I really like the johny blaze cakes and the citrus collards with raisins (and I secretly don't even like raisins) - both recipes are direct, smart, and comforting. Classic johny cakes with a spicy spin pair beautifully with either maple syrup or a quick summer salad of tomatoes and fresh beans. And the orange juice and raisins in the quickly braised collards really liven up the greens, making for a great side dish. It's in this sort of recipe that I think this book really excels - simple, healthy, zesty takes on classic soul food.
And every time I flip through the book, I find something else I want to try. There are spicy dill pickles and succotash soup with garlicky cornbread croutons, and why haven't I made the chocolate pecan pudding pie yet?
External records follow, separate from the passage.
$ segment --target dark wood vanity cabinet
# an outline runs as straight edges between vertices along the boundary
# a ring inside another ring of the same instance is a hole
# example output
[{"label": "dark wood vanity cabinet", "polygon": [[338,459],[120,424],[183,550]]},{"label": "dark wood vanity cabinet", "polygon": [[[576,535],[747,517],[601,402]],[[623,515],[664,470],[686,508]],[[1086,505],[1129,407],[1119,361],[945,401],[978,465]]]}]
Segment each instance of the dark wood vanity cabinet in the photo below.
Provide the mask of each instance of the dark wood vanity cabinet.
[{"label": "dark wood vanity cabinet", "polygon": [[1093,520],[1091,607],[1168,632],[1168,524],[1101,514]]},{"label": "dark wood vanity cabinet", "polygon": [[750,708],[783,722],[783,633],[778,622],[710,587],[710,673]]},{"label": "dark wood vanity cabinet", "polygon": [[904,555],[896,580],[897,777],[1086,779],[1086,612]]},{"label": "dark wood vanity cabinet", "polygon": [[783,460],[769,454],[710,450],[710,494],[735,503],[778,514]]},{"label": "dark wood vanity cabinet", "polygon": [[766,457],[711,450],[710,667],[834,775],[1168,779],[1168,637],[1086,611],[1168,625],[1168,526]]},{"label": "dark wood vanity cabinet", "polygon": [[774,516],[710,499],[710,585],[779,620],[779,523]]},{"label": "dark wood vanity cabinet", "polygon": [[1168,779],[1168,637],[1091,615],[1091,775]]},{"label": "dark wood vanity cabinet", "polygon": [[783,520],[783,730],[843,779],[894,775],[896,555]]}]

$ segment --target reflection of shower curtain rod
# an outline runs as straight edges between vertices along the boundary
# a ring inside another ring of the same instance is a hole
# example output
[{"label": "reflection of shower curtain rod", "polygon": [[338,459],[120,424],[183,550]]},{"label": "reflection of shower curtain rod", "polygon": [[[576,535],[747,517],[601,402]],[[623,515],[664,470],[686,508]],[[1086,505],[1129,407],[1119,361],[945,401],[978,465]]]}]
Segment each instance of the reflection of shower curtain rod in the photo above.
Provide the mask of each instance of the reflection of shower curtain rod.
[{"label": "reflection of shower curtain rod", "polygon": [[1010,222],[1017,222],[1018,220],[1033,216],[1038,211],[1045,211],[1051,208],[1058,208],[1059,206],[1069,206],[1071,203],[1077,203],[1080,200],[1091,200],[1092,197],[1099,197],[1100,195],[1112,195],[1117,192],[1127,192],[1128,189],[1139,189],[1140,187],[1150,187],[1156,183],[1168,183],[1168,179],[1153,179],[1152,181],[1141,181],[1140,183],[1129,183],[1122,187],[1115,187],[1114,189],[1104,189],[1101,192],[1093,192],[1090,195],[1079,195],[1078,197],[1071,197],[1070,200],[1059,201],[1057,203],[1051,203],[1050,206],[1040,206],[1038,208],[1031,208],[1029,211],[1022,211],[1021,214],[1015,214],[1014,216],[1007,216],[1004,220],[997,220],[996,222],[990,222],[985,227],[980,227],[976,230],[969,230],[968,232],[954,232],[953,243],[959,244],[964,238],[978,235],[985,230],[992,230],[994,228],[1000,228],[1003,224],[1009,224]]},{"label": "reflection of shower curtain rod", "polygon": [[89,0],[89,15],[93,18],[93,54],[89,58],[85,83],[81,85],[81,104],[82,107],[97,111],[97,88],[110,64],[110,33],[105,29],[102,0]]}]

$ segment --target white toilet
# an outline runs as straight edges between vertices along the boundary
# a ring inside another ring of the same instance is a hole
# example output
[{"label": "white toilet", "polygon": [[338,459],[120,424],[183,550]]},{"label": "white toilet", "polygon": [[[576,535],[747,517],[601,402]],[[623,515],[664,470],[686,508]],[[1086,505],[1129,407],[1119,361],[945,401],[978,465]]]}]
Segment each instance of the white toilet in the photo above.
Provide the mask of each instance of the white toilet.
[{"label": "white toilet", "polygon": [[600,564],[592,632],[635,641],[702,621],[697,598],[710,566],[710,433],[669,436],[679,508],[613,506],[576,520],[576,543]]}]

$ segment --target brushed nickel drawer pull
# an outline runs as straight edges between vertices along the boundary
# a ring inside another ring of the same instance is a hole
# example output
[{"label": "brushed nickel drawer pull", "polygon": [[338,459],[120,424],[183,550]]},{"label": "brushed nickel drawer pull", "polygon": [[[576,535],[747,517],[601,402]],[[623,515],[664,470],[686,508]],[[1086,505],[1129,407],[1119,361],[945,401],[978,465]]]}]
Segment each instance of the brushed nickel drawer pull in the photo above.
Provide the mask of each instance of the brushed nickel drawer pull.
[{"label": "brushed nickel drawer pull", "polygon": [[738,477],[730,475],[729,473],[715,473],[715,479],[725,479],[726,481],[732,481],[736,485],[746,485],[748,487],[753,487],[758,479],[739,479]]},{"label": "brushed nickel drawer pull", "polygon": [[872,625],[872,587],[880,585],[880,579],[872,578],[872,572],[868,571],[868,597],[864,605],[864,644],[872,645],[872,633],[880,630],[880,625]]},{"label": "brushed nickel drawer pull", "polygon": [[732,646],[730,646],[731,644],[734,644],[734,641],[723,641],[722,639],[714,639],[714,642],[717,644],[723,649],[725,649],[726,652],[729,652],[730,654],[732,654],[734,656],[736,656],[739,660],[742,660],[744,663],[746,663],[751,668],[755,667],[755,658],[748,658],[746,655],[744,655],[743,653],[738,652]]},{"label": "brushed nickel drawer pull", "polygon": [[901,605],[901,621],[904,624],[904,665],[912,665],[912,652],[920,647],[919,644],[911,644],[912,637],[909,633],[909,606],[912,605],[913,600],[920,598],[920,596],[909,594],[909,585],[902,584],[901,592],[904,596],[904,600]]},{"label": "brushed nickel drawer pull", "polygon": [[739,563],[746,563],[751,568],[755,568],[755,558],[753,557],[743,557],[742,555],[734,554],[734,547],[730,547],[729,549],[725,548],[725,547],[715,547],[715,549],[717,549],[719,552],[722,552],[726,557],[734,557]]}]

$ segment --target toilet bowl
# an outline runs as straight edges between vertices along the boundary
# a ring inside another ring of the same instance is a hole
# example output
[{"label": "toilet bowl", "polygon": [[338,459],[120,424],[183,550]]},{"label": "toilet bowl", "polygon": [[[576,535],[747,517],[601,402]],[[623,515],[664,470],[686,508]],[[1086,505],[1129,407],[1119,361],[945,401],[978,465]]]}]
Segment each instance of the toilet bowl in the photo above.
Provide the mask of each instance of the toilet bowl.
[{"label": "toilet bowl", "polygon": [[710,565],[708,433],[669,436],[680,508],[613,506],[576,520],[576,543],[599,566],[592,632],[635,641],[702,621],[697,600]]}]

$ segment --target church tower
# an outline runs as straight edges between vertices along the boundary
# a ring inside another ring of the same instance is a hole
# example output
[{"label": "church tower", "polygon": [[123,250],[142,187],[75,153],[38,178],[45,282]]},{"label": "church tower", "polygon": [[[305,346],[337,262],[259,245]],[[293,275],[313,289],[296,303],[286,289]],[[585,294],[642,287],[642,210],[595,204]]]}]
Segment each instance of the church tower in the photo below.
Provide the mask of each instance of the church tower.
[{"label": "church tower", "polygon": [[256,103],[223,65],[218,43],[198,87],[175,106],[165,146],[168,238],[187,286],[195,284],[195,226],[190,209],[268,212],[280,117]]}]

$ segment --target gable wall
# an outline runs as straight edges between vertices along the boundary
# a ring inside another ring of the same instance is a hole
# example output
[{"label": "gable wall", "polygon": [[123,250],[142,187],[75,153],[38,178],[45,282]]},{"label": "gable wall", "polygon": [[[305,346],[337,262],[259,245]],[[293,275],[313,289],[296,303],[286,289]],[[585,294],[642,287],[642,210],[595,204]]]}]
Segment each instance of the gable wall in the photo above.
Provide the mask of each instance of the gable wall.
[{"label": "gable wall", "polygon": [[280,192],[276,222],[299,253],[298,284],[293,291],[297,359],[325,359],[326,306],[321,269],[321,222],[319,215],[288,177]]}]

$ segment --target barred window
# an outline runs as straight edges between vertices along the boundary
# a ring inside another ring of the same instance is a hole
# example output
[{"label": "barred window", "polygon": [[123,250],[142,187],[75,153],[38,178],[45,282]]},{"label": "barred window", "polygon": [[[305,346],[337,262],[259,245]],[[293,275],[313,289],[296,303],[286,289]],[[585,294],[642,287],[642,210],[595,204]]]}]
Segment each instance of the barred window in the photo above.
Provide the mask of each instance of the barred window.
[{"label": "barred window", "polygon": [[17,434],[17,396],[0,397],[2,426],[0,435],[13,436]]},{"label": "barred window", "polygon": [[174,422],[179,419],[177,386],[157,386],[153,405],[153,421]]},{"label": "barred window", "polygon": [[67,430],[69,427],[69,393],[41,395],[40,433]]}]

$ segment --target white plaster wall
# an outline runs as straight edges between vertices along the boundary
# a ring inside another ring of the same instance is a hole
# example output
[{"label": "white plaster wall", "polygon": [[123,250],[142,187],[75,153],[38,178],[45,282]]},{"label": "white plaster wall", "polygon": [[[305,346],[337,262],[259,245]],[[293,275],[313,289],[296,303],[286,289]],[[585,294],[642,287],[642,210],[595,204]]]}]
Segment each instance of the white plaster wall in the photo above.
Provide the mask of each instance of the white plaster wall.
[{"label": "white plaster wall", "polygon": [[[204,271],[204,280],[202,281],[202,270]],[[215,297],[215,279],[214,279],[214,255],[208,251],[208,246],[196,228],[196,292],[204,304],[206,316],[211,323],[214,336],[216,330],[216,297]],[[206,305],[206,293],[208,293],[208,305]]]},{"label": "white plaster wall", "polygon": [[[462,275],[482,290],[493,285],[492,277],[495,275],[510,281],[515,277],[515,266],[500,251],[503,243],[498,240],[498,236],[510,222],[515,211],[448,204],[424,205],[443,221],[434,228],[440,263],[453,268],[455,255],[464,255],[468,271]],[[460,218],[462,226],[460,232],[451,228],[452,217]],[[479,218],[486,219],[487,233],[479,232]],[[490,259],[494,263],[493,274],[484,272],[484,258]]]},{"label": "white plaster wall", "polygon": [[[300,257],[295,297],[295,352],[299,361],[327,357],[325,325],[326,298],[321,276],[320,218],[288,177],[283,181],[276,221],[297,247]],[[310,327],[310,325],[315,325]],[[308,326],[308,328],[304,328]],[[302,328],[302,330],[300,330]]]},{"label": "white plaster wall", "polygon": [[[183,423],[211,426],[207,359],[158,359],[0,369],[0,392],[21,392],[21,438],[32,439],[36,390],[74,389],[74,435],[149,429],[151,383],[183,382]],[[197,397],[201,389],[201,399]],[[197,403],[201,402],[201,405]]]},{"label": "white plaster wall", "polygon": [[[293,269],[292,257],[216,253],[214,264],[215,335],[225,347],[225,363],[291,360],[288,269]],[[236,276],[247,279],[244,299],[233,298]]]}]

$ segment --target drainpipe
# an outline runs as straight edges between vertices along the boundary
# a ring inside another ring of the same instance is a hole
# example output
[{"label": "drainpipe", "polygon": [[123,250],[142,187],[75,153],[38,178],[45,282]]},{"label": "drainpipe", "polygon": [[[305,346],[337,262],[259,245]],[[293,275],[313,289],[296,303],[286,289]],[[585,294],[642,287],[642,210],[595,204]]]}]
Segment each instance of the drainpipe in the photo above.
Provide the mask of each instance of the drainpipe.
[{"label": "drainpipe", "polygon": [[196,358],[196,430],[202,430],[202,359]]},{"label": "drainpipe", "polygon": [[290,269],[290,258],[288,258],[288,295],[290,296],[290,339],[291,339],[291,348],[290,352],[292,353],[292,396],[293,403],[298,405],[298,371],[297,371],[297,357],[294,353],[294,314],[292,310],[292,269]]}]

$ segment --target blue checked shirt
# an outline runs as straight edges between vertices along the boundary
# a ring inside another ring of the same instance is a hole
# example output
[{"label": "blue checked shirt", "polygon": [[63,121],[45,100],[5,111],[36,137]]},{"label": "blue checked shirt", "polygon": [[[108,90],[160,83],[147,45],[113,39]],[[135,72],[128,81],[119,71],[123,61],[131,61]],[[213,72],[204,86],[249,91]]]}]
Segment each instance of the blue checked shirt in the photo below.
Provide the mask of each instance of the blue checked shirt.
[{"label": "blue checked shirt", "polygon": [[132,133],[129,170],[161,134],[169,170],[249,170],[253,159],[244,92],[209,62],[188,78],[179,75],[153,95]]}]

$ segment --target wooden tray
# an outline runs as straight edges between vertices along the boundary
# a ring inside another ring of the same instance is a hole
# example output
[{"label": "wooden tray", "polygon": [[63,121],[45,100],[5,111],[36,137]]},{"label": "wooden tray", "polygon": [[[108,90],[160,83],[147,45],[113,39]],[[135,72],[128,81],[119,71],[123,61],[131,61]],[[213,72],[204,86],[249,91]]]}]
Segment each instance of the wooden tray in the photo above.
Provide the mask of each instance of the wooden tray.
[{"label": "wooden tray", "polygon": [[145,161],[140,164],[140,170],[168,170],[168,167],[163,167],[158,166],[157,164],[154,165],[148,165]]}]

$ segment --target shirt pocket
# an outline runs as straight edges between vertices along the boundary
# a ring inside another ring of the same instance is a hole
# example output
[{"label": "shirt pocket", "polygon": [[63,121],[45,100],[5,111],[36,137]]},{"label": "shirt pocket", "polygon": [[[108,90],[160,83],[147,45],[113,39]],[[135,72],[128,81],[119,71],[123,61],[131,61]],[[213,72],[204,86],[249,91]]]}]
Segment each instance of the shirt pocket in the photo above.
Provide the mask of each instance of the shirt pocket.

Doesn't that combination of words warrant an immediate trip to Skylight or Vroman's or Amazon (where my friend Erin alerted me to the fact that it's crazy on sale right now, and thus motivated me to finally finish writing this review. Thank you.).
Try it out. Here's Mr. Terry's recipe for the spicy corn cakes. I think you guys might become friends too. (Oh,and a quick aside for the parents in the house, these truly are fairly blazing. I usually make a couple for the toddler before I add the jalapenos.)
Johnny Blaze Cakes
Yield: 12 cakes
Soundtrack: “Bring the Pain” by Method Man from Tical
These crispy corn cakes are all-purpose. I sometimes serve them as an appetizer topped with Rainbow Chow Chow (page 182); as a main dish, I like them with Chilled and Grilled Okra, Corn, and Heirloom Tomato Salad (page 68) heaped on top; and of course you can’t go wrong serving these with Strawberry and Slightly Hot Pepper Jam (page 177) for breakfast.
11⁄2 cups stone-ground cornmeal
1⁄2 cup whole wheat pastry flour
1 teaspoon baking powder
1 teaspoon fine sea salt
1⁄4 teaspoon cayenne
21⁄2 cups boiling unflavored rice milk
2 jalapeños, seeded and minced
Extra-virgin olive oil
• In a large bowl, combine the cornmeal, flour, baking powder, salt, and cayenne. Set aside.
• In a small saucepan, bring the rice milk to a boil then slowly pour it over the cornmeal mixture, stirring as you pour. Add the jalapeño to the batter, mix well, and refrigerate the batter for 20 minutes.
• Preheat the oven to 250°F.
• Warm a large, nonstick skillet or a griddle over medium-high heat and grease well with 1 tablespoon of olive oil. Add 1⁄4 cup of batter to the skillet per cake. A large skillet should comfortably fit two to three. After about 1 minute, when the bottom starts to set, reduce the heat to medium-low, and use a wooden spoon to shape the cakes, pushing them in and up so that they are about 3 inches wide and 1⁄2 inch thick. Cook the cakes for 8 to 10 minutes per side, adding more oil after turning, until they are golden brown and crispy on the outside (do this in several batches). Transfer the cooked cakes from the skillet to a baking sheet and keep them warm in the oven until all the cakes are cooked.